Ancestral Memory

How does ancestral memory live in us?

Through song and ritual, food and speech patterns. Through names and story, beliefs and superstitions. Through fears and traditions alike.

You know that feeling, where you remember something, but you don't know if it's because you really remember or that you've heard the story so many times, or seen the photo, that maybe your mind thinks it remembers but doesn't really?

What is "real" memory and what is imprinted on us by exposure or repetition?

My daughter was leaving the house yesterday. As she was passing through the kitchen, I stood to go give her a hug. I stopped short when I reached her, taking in a long look at her face. She looked stunning to me, her beauty timeless. For a moment, I saw so much of my father's side, and in the very same instant, my mother's side. It felt uncanny.

But it's not uncanny. It's DNA. It's what genes do, or rather, one of the many things genes can do.

Ancestral Memory | Jena Schwartz Blog

On this anniversary of Kristallnacht, I've been thinking all day about memory. How can we possibly remember what we did not experience firsthand? It does not make sense from a logical standpoint. But I believe in my bones, quite literally, that it's real.

I remember the Holocaust and the Inquisition just as I remember lighting Shabbat candles at a table in Romania, in Macedonia, in Poland, just as I remember that I, too, was a slave in Egypt.
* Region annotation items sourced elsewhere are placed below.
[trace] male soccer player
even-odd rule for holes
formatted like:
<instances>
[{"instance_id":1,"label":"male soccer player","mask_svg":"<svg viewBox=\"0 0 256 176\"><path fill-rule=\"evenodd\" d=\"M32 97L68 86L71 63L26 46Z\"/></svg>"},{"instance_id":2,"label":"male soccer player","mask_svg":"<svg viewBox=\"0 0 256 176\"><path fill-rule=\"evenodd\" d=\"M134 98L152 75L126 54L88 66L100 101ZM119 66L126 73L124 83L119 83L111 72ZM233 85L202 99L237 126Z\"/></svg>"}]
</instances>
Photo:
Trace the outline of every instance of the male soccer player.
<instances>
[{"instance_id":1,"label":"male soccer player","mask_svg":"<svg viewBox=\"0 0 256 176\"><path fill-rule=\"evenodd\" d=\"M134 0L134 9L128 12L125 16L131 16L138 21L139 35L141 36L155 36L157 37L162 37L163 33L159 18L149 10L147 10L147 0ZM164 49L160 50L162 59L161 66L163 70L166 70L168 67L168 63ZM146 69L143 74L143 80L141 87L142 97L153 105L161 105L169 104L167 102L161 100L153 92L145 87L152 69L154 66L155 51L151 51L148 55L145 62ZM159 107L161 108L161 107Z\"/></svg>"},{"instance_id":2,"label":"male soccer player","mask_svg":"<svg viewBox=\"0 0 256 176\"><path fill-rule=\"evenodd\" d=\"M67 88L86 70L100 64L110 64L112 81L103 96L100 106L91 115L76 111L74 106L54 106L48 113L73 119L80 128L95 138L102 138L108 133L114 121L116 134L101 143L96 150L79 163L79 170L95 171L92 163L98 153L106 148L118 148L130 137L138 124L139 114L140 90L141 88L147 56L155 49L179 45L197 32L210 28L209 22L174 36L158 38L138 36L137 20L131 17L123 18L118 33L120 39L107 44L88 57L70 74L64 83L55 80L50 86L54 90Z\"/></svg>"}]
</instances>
I remember nursing babies in the red tent, long days of walking. I remember running through the forest barefoot in terror.

I remember the smell of soup on the stove and challah in the oven. I remember weddings, the drinking, and how the girls were not allowed to daven (pray).

I remember fathers teaching daughters and daughters screaming as fathers were hauled away, so many fathers, and brothers, sons.

I remember. I remember the sound of glass shattering, I remember huddling, I remember waiting it out, holding our breath, afraid of every floorboard, every footstep.

I remember the songs and the spices of Saturday at sundown, wishing each other a sweet week, a week of peace, even after, even then.

I remember it all.

But was I really there? You tell me.